Selasa, 02 Desember 2008

Hilangnya “Ruh” FMK

Perhelatan budaya yang mengharu-biru masyarakat Malang telah berlalu, perhelatan budaya yang seakan meninabobokan masyarakat dengan pelbagai kesulitan sosial: dari kenaikan BBM, mahalnya harga sembako, pendidikan mahal seakan-akan lenyap hilang semuanya dengan adanya Festival Malang Kembali (FMK). Hal ini ditunjukkan dengan banyaknya pengunjung yang mengujungi jalan Ijen dengan berduyun-duyun datang hingga rela berdesak-desakan hanya untuk melihat keadaan Malang Tempo Doeloe.

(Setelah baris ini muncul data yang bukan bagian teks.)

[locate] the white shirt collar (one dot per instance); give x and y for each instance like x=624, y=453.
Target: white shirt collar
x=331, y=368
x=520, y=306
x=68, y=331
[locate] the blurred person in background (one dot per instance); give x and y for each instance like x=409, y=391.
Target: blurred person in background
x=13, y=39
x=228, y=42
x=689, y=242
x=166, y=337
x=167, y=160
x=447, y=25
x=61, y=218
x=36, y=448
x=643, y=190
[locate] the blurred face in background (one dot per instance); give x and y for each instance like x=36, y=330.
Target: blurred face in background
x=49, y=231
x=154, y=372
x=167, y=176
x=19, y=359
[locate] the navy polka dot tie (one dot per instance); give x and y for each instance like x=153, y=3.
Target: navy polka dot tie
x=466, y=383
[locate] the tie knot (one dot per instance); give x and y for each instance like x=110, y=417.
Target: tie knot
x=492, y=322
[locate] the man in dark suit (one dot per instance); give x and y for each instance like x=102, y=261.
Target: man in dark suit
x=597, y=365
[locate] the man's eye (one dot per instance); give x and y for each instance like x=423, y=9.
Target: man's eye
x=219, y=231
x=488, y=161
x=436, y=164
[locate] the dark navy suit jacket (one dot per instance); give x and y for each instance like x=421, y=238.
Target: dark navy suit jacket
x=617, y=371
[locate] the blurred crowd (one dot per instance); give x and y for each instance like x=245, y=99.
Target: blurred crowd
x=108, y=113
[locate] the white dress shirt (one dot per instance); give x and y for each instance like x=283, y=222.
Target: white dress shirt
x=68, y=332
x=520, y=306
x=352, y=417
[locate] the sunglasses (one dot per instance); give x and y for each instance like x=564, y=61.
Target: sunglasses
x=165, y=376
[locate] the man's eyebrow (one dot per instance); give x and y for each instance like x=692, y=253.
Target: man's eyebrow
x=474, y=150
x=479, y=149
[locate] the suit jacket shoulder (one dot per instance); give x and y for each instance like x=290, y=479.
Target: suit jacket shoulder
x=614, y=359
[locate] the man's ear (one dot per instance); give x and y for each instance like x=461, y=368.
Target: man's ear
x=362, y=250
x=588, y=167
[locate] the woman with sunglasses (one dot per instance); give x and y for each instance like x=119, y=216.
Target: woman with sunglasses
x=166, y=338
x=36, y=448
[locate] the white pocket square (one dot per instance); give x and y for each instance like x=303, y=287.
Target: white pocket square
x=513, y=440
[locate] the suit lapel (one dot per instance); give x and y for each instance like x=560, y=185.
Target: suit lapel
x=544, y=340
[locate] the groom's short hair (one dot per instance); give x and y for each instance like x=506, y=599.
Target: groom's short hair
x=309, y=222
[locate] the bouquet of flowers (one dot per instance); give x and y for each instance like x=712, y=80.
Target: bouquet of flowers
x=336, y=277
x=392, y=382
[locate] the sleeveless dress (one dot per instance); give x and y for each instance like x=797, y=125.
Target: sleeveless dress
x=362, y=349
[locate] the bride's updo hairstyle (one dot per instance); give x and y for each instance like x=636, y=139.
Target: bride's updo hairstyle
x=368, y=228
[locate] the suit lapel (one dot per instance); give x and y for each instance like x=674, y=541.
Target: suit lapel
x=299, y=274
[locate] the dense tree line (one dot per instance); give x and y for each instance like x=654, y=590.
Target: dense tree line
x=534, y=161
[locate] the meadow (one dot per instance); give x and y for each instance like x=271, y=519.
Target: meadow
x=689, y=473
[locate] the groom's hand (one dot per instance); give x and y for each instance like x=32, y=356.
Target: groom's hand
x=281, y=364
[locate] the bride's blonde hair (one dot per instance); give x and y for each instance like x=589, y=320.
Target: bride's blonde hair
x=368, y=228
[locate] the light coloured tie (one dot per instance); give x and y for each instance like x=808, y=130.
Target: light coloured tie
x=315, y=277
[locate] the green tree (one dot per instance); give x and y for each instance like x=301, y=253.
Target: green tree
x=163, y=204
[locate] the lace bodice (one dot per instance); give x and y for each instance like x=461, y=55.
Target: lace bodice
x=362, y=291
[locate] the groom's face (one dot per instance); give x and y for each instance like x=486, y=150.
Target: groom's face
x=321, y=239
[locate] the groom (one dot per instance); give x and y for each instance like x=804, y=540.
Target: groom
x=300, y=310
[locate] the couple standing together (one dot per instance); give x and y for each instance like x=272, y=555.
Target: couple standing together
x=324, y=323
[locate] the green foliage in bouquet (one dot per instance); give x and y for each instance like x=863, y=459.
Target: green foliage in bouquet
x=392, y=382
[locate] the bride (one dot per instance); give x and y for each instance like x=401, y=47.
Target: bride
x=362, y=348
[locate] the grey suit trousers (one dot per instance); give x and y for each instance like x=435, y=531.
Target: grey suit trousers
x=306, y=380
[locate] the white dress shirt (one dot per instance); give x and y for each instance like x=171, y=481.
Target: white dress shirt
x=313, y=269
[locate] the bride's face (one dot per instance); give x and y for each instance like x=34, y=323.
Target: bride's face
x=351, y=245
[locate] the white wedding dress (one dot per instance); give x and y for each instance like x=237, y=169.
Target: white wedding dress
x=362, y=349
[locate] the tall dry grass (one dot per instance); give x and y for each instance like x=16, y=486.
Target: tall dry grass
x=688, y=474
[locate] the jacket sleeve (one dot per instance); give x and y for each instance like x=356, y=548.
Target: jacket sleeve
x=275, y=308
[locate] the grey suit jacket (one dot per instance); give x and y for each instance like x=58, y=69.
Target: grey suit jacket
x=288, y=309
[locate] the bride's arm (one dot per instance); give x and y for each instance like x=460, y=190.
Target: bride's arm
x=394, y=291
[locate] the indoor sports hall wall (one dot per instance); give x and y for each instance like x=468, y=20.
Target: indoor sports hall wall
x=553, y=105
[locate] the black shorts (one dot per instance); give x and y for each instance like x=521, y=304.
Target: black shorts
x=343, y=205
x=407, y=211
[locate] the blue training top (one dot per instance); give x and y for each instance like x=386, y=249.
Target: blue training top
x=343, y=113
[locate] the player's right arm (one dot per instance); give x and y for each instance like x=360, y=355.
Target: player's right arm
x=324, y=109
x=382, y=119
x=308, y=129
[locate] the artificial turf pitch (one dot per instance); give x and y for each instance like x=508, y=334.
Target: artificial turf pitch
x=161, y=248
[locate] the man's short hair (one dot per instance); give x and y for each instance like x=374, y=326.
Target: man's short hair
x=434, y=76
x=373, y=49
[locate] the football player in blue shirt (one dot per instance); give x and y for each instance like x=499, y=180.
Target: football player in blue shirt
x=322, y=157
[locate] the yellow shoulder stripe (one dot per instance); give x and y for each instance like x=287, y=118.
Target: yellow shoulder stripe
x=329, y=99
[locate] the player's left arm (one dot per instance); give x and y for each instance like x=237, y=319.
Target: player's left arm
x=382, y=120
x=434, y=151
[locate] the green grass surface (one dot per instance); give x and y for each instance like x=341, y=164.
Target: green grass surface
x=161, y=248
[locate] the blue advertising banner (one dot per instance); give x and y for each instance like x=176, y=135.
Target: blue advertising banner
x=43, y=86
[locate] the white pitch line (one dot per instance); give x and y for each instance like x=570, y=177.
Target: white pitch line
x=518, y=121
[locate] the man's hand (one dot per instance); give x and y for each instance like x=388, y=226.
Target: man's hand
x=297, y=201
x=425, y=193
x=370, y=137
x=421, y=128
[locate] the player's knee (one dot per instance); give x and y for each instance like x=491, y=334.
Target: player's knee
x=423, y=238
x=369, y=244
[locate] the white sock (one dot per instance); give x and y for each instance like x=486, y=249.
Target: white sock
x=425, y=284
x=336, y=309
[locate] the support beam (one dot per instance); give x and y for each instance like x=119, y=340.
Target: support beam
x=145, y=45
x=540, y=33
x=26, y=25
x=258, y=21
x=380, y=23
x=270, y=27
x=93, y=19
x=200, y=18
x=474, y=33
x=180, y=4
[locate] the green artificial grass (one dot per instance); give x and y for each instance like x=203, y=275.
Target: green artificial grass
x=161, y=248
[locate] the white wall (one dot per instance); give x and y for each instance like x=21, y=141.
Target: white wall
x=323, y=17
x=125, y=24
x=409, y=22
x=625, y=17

Puncak acara ini terjadi tepatnya pada hari sabtu malam minggu (24 Mei 2008) seluruh penjuru jalan macet karena dipenuhi ribuan sepeda motor yang parkir dan yang berlalulalang serta ratusan mobil memenuhi area jalan Ijen keadaan ini kontan memusingkan aparat kepolisian lalu lintas yang terpaksa melancarkan arus jalan.Padahal malamnya pemerintah baru saja mengumumkan kenaikan harga BBM yang sering diplesetkan bolak-balik mundhak (setiap kali naik) melalui jajaran menteri yang terkait dan berbagai rasionalisasi yang membenarkan kebijakan kenaikan BBM. Kenaikan BBM seolah-olah tidak menyurutkan niatan warga Malang untuk menghadiri festival budaya ini dan tidak mempengaruhi sedikitpun terhadap pola hidup hemat yang seharusnya digalakkan oleh warga Malang disaat kebutuhan semakin sulit.

Melalui tulisan ini saya akan melihat secara objektif dengan mengambil jarak dengan adanya Festival Malang Kembali (FMK) dan memberi apresiasi yang luar biasa terhadap upaya pelestarian budaya yang adiluhung serta selalu mengingatkan kota Malang akan sejarah masa lalunya yang diprakarsai oleh Pemkot Malang ini.

FMK yang sudah menjadi program kerja pemerintah kota Malang yang dilaksanakan setiap tahun bertujuan untuk melestarikan budaya dan mengingat sejarah masa lalu serta menarik wisatawan asing patut kita dukung. Namun, ada beberapa hal yang patut untuk diketengahkan ke khalayak dan pemangku kebijakan (stake holders) terhadap pelaksanaan FMK agar nantinya menjadi bahan evaluasi guna perbaikan FMK untuk tahun yang akan datang.

FMK seringkali diplesetkan oleh kebanyakan menjadi ‘Festival Malang Kuliner’ karena dominasi stan makanan yang menonjol, meskipun tujuannya baik sebagai wahana untuk mengenalkan makanan tradisional, akan tetapi proporsi stannya kurang berimbang akan lebih baik panitia penyelenggara lebih selektif terhadap stan yang mengisi FMK sehingga kesan komersial-bisnisnya tidak mencolok dan masih tetap menjaga kelestarian makanan trdisional.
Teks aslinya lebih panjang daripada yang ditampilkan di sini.